The Metals Company unveils ocean battery metals collector as firm joins EU Battery Alliance

by Michael Green
TMC plans to use the robotic craft (inset) to collect polymetallic nodules from some four miles deep, 'processing them with zero solid waste and supplying battery metals to EV manufacturers'. Image: TMC

Electric vehicle battery metals developer, The Metals Company (TMC), has unveiled the design for a deep-sea robot that it will used to collect rocks containing battery metals from the ocean floor.

Collecting the first-sized rocks, or polymetallic nodules, is part of TMC’s plans to develop "a scalable source of low-carbon EV battery metals”.

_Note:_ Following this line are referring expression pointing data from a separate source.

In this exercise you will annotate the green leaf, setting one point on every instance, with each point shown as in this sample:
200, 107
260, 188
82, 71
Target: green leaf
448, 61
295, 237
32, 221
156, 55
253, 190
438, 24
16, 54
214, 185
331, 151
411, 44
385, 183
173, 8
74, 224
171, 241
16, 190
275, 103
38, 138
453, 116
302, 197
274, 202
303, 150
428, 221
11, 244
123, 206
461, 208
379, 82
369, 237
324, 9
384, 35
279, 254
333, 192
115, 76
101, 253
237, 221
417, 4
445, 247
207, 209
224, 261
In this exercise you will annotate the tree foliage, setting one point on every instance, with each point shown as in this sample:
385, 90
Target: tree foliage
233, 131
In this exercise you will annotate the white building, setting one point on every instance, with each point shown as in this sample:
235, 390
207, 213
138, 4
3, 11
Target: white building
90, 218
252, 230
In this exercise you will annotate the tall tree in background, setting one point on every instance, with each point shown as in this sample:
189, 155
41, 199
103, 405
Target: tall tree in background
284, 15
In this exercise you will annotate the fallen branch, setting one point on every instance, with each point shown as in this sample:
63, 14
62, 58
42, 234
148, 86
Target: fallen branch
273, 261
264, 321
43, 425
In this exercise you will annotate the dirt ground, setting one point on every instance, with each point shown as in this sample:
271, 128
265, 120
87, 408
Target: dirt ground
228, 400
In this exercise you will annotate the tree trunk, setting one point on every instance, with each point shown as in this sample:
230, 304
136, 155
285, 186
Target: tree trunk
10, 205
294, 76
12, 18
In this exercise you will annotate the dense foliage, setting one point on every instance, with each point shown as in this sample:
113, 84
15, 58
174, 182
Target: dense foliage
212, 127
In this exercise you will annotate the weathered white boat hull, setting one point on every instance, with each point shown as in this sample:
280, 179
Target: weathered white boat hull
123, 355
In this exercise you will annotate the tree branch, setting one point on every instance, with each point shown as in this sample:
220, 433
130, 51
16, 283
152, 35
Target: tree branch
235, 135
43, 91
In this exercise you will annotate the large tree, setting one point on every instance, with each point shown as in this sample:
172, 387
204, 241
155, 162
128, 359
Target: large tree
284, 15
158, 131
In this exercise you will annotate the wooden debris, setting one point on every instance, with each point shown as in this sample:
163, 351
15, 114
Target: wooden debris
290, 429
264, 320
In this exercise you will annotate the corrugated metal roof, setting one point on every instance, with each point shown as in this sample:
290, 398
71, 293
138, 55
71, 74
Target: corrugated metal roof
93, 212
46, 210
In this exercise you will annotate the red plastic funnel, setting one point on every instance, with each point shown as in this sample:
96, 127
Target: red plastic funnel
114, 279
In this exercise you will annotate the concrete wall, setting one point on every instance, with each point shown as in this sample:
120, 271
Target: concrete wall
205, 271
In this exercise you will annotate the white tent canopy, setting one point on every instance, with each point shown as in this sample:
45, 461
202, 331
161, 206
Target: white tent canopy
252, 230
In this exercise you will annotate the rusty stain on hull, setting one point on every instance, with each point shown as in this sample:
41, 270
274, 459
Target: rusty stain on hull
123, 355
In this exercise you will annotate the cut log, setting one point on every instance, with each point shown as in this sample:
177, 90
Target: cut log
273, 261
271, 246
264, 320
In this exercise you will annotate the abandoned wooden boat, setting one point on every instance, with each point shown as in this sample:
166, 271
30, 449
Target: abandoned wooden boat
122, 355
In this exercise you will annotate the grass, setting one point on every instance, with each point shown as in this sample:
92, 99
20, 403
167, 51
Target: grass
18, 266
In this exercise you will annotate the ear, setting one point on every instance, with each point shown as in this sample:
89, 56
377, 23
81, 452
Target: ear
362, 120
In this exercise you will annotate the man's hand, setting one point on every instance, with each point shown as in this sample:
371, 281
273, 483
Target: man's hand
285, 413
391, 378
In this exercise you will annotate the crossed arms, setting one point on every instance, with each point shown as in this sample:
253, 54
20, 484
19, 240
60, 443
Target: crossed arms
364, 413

World Battery News reported last March that the company, formerly DeepGreen Metals, was merging with special purpose acquisition company Sustainable Opportunities Acquisition Corp.

Now TMC’s first-generation collector vehicle, designed with Dutch architects Bjarke Ingels Group (BIG), is under construction in the Netherlands by Allseas and is set to be deployed for testing early next year.

BIG partner Daniel Sundlin said the nodules will be collected by a "light-touch, robotic collector vehicle that aims a jet of seawater across the tops of the rocks to gently pry them from the sediment”.

The nodules are passed through hose at the top of the vehicle to a rigid riser pipe, where they are lifted on compressed air bubbles to a surface production vessel.

Meanwhile, TMC is positioning itself to become a future supplier to the EU’s battery supply chain, by joining the European Raw Materials Alliance and the European Battery Alliance.

TMC chairman and CEO Gerard Barron said the memberships come at a "pivotal time in the mass electrification of Europe’s transportation”.

"Sourcing battery metals is the single biggest hurdle facing the clean energy transition and, as calls for supply chain diversification grow louder, we look forward to bringing our abundant, low-cost source to Europe’s doorstep, which could electrify every car on European roads with a fraction of the environmental, social and governance impacts.”

TMC has exclusive access to three exploration areas sponsored by Pacific states, which it said contain resources "sufficient for 280 million EV batteries”.